Low RyR2 activity during diastole in healthy myocytes is maintained by the integrated actions of ligands and associated proteins. Cytoplasmic proteins that depress RyR2 activity include members of the glutathione transferase family and the chloride intracellular channel protein, CLIC-2 (Hewawasam et al., 2010). RyR2 channels are exquisitely sensitive to luminal [Ca2+]. However luminal proteins that influence the response of RyR2 to luminal Ca2+ and their binding sites on the minute luminal domain of RyR2 are only just being defined. The luminal proteins include the Ca2+ binding proteins calsequestrin (CSQ2) and the histidine rich protein (HRP) as well as the membrane spanning triadin and junctin, which bind to RyR2 and to CSQ2. Mutations in CSQ2 as well as RyR2 lead to DADs and CPVT. To understand how luminal factors regulate cardiac output, numerous transgenic models have been developed in which the luminal proteins have been knocked out, under expressed or over expressed (Knollman, 2009; Fan et al., 2008). The general consensus is that none of the proteins is essential, i.e. animals survive with altered expression, but are often unable to cope with stress and develop CPVT. A major change with CSQ2 knockout is proliferation of the SR to maintain the Ca2+ store. The structure of the SR is also influenced by triadin and junctin expression. However the transgenic studies do not reveal the role of the targeted protein, how it interacts with RyR2 or the mechanisms that allow it to regulate RyR2 and Ca2+ release, because of the compensatory changes in SR structure and in expression of other proteins.

In contrast to the explosion in transgenic models, basic studies of the role of luminal proteins in cardiac SR function are few. This is also in contrast to extensive studies of interactions between the luminal proteins in skeletal muscle, albeit from only a handful of laboratories. A long held assumption, that we now believe is incorrect, is that the luminal proteins interact with RyR2 in the heart in the same way as they interact with RyR1 in fast-twitch skeletal muscle. As a consequence interactions between fast-twitch skeletal proteins have been extrapolated to the cardiac system, despite the fact that there are different isoforms of the RyR, CSQ and triadin in the two tissues and the demands on the Ca2+ store are vastly different. This is particularly true for CSQ, where the polymerization of the skeletal isoform dictates both Ca2+ binding capacity and its ability to influence RyR1 activity in response to changes in luminal [Ca2+]. Cardiac CSQ2 does not polymerize when exposed to physiological free [Ca2+] of ∼1 mM and an ionic strength of ∼150 mM, in contrast to CSQ1 which is mostly polymerized under these conditions (Wei et al., 2009).

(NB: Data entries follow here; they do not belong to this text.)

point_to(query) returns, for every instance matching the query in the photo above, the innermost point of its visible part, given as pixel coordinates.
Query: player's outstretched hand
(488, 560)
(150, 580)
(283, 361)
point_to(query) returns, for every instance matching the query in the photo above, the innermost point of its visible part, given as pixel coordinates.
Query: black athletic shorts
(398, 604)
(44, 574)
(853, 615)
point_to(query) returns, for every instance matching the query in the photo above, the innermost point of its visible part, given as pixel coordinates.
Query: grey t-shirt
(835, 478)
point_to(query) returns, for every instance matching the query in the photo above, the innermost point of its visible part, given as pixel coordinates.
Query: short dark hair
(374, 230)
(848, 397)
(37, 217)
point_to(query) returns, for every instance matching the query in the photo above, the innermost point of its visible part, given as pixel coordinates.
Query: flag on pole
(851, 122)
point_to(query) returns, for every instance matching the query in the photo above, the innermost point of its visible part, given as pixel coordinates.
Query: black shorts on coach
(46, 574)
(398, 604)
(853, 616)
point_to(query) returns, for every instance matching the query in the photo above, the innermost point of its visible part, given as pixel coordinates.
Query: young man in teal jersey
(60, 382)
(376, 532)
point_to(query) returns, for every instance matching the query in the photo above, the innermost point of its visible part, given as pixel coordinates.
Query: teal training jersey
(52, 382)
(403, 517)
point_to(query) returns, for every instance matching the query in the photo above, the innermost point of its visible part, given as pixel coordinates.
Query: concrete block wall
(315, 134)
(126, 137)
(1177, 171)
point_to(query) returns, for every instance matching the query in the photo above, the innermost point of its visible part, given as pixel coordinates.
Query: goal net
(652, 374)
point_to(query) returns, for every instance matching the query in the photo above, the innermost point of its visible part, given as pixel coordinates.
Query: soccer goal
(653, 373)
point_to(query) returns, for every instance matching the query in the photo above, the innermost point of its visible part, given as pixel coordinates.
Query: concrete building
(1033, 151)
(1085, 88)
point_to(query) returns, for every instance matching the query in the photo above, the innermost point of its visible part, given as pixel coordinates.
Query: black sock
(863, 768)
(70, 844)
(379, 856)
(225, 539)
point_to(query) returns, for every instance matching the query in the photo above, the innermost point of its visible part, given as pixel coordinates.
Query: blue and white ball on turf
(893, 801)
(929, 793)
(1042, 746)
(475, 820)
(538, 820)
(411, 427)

In hindsight it was not surprising that we find that CSQ2 activates RyR2, while CSQ1 inhibits RyR1 (Wei et al., 2009). Our preliminary evidence suggests that the interaction between junctin and RyR2 may also be isoform-specific. Our hypothesis is that CSQ2 acts to ensure strong Ca2+ release from cardiac SR with each heart beat, in contrast to its role in conserving the SR Ca2+ store in skeletal muscle for occasional maximal exertions.

Knollmann BC. (2009) Journal of Physiology 587: 3081-3087.

Fan GC, Yuan Q, Kranias EG. (2008) Trends in Cardiovascular Medicine 18: 1-5.

Wei L, Hanna AD, Beard NA, Dulhunty AF. (2009) Cell Calcium 45: 474-484.

Hewawasam R, Liu D, Casarotto MG, Dulhunty AF. Board PG. (2010) Biochemical Pharmacology 80: 381-388.